I've been investigating this a little further and think I found some other
issues. Our data team changed the stored procedure to stop aliasing the
column names, so passing the mapped columns right into .columns() is
working (in other words, the rest of this post doesn't reflect my use case
anymore :)).

However, labels no longer work as arguments to .columns() unless I go back
to 0.9.1 logic by setting ._textual=False and .use_labels = True.
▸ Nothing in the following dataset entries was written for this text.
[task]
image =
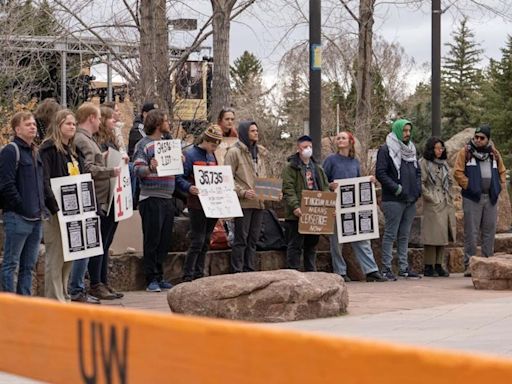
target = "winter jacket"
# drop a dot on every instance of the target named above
(386, 174)
(95, 164)
(466, 172)
(194, 155)
(56, 164)
(294, 182)
(244, 172)
(22, 184)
Also,
passing keyword arguments to .columns() only works if the names line up
with the result set names, i.e. using the position as a key seems to be
disabled for TextAsFrom objects.

Here's a gist of the nose test suite that helped me figure out what was
working and what wasn't: https://gist.github.com/garaden/8835587


On Sun, Feb 2, 2014 at 5:42 PM, Michael Bayer <mike...@zzzcomputing.com>wrote:

>
> On Feb 2, 2014, at 4:31 PM, Matt Phipps <matt.the.m...@gmail.com> wrote:
>
> def _trackable_truckload_details():
>     text = db.text("EXEC ODSQuery.SelectBridgeLoadBoard")
>     cols = [col for col in LoadBoard.__table__.c]
>     cols = map((lambda x: label('ODSQuery_tblLoadBoard_' + x.name, x)),
> cols)
>     mobile_cols =
> LoadMobileTracking.load_mobile_tracking_id.property.columns
>     mobile_cols = map((lambda x: label('LoadMobileTracking_' + x.name,
> x)), cols)
>     cols.extend(mobile_cols)
>     taf = text.columns(*cols)
>     return db.session.query(
>         LoadBoard.load,
>         LoadBoard.orgn_stop,
>         LoadBoard.dest_stop,
>
> LoadMobileTracking.load_mobile_tracking_id).from_statement(taf).all()
>
>
> Actually, I'm pretty surprised it worked at all before, without the
> labeling. How did it figure out which result set columns went to which ORM
> object?
>
>
> This is because what’s actually going on is more sophisticated than just
> matching up the names.  When the ORM looks for columns in a row, it uses
> the actual Column object to target the column.   If your class is mapped to
> a table “users”, for example, it would look like this:
>
> users = Table(‘users’, metadata, Column(‘id’, Integer), Column(‘name’,
> String))
>
> # … later
>
> for row in conn.execute(some_orm_statement):
>    user_id = row[users.c.id]
>    user_name = row[users.c.name]
>
> that is, we aren’t using strings at all.  When the Core select() object
> (or TextAsFrom in this case) is compiled for the backend, all the Column
> objects it SELECTs from are put into an internal collection called the
> “result_map”, which keys the result columns in several ways, including
> their positional index (0, 1, 2, ..) as well as the string name the
> statement knows they’ll have in the result set (e.g. the label name in this
> case) to all the objects that might be used to look them up.
>
> So using a label(), that adds another layer onto this.  The label() you
> create from an existing Column still refers to that Column, and we say the
> Label object “proxies” the Column.  if you look in mylabel.proxy_set()
> you’ll see that Column.
>
> So when we generate the result_map, we put as keys *all* of the things
> that each label() is a “proxy” for, including the Column objects that are
> in our mapping.  its this large and awkward dictionary structure I’ve had
> to stare at for many years as I often have to fix new issues that have
> arisen (such as this one).
>
> The result is generated, we link the columns in the cursor.description by
> string name to the string names we know are rendered in the final compiled
> construct, the result set now knows that all the Column/Label objects
> corresponding to “id” are linked to that column and that’s how the lookup
> proceeds.
>
>
>
>> I’m committing 2932 in a moment and I’m super really hoping I can put out
>> 0.9.2 today but it’s easy for me to run out of time, but 0.9.2 is
>> definitely due.
>>
>
> That would be awesome! Incidentally though, would this labeling still work
> once the fix is in?
>
>
> all the existing mechanisms are maintained and I’ve just made some of the
> matching logic a bit more liberal here, so should be fine.  It’s all
> committed if you want to try out the git master.